Introduction
Privacy has emerged as a prominent topic of inquiry and has made individuals evermore mindful of its presence in everyday life. Privacy is a value in many cultures, contexts, academic disciplines, and within legal domains. Yet, privacy is often difficult to unpack. In each sphere, there are often a multiplicity of ways to think about privacy as is represented in the chapters found in this volume. This chapter discusses privacy from a communication science perspective focused on a theoretical understanding of privacy through the lens of Communication Privacy Management theory (CPM) (Petronio 1991, 2002, 2016; Petronio and Durham 2008). Communication privacy management research ascribes to using social science methodologies in juxtaposition to the historic disciplinary base of rhetoric and public speaking that reflects early developments of the communication discipline in the United States (National Communication Association 2018). Communication science typically uses both quantitative and qualitative methods rather than rhetorical or humanistic inquiry. However, the scope of communication studies in the United States sits side by side with the historic approaches focused on the power of communicating through public speaking in everyday life.
Communication between and among individuals spans many conditions and situations. Understanding the nature of human communication requires such issues as knowledge about societal issues, psychological conditions, message generation, the nature of conflict, the way groups function, organizational issues, persuasion, and communication that surrounds political issues.
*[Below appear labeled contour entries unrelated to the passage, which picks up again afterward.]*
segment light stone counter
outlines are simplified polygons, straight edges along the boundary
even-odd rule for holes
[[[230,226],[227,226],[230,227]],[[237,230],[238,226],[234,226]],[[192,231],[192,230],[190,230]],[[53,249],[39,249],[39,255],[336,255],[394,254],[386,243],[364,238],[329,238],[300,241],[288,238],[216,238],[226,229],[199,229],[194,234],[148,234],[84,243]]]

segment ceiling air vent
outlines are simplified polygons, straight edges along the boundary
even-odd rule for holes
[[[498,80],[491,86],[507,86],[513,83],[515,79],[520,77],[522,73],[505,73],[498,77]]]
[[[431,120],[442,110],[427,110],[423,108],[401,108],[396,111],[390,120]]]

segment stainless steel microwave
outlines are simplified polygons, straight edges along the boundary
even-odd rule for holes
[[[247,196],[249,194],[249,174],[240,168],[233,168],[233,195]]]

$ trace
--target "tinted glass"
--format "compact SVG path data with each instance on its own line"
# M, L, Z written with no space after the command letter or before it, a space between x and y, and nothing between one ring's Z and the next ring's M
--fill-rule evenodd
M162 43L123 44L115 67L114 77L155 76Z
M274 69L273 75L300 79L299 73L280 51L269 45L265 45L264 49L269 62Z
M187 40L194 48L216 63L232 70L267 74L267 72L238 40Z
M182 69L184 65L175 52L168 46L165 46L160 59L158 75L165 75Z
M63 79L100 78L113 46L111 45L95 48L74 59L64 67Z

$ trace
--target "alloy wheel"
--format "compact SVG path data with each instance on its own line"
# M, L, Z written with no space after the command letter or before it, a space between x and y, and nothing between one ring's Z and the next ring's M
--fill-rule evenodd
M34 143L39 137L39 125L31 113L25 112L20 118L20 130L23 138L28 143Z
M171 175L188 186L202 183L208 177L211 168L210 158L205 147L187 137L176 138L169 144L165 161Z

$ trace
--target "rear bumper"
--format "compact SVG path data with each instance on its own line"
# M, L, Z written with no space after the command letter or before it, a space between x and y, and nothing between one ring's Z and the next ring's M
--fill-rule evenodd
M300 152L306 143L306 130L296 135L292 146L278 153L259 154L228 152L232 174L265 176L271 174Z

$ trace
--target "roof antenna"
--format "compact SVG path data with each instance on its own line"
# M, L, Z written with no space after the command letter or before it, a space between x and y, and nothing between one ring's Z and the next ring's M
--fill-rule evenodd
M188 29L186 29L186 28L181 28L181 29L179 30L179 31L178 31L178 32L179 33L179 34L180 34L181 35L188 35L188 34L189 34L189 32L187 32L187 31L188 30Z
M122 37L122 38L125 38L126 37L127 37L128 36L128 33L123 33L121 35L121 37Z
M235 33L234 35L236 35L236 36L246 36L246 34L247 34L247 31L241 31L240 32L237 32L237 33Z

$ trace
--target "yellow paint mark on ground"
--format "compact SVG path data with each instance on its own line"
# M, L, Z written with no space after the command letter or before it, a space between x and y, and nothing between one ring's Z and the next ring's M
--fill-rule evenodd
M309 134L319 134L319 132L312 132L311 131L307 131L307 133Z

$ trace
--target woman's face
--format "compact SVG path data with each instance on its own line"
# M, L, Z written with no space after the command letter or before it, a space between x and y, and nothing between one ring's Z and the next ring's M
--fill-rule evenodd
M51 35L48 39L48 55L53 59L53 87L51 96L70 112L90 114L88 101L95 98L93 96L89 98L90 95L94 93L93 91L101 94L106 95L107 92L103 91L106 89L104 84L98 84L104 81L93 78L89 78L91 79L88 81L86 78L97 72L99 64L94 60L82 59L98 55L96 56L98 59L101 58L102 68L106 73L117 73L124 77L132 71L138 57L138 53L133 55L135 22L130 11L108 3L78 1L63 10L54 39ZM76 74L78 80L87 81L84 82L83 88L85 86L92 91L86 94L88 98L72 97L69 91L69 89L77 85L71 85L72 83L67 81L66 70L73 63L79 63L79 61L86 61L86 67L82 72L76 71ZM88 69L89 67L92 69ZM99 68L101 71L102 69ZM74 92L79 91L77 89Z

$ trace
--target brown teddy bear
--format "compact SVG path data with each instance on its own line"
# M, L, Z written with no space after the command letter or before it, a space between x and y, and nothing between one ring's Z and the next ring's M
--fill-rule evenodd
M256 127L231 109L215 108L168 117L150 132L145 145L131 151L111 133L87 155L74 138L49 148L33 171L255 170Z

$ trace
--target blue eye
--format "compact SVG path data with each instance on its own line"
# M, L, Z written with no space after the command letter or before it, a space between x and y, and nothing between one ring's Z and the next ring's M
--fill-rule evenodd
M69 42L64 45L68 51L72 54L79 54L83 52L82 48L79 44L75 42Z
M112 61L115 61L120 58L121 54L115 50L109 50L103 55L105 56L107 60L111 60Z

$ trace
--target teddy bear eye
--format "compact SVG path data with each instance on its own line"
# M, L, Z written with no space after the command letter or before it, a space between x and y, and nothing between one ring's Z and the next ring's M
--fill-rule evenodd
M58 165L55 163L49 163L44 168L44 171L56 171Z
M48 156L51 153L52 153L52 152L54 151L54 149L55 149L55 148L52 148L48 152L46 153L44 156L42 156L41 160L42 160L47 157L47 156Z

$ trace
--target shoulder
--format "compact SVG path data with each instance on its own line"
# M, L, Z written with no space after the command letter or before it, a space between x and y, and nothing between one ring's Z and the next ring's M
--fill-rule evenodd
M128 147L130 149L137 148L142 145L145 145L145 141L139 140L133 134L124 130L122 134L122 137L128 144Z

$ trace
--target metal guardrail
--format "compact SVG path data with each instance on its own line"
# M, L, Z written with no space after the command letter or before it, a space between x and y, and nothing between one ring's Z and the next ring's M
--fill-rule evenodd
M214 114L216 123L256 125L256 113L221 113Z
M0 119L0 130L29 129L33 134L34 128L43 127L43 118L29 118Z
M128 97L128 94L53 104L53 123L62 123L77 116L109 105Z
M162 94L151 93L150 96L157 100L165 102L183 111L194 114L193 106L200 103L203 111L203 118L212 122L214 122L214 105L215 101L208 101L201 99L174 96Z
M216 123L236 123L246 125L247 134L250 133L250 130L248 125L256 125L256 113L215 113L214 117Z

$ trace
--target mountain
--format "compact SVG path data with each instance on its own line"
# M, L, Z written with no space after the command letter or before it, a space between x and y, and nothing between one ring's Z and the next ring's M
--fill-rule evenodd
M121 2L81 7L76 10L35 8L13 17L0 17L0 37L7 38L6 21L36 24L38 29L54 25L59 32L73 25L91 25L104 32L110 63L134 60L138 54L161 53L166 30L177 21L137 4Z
The importance of having a broad-based understanding of how human communication functions allows for a deeper grasp of the complexities inherent in communication interactions. This approach provides a more complete way of understanding the nature of human communication. National and regional communication studies organizations in the United States, such as the National Communication Associations, encompass many areas of expertise and theoretical approaches. As an outcome, the discipline of communication, in which communication science resides, has many different emphases and theories. For example, foci such as planning theory (Berger 1997) that is devoted to understanding issues of goal attainment through communicative action and the theory of imagined interaction that focuses on such issues as rumination (Honeycutt 2003).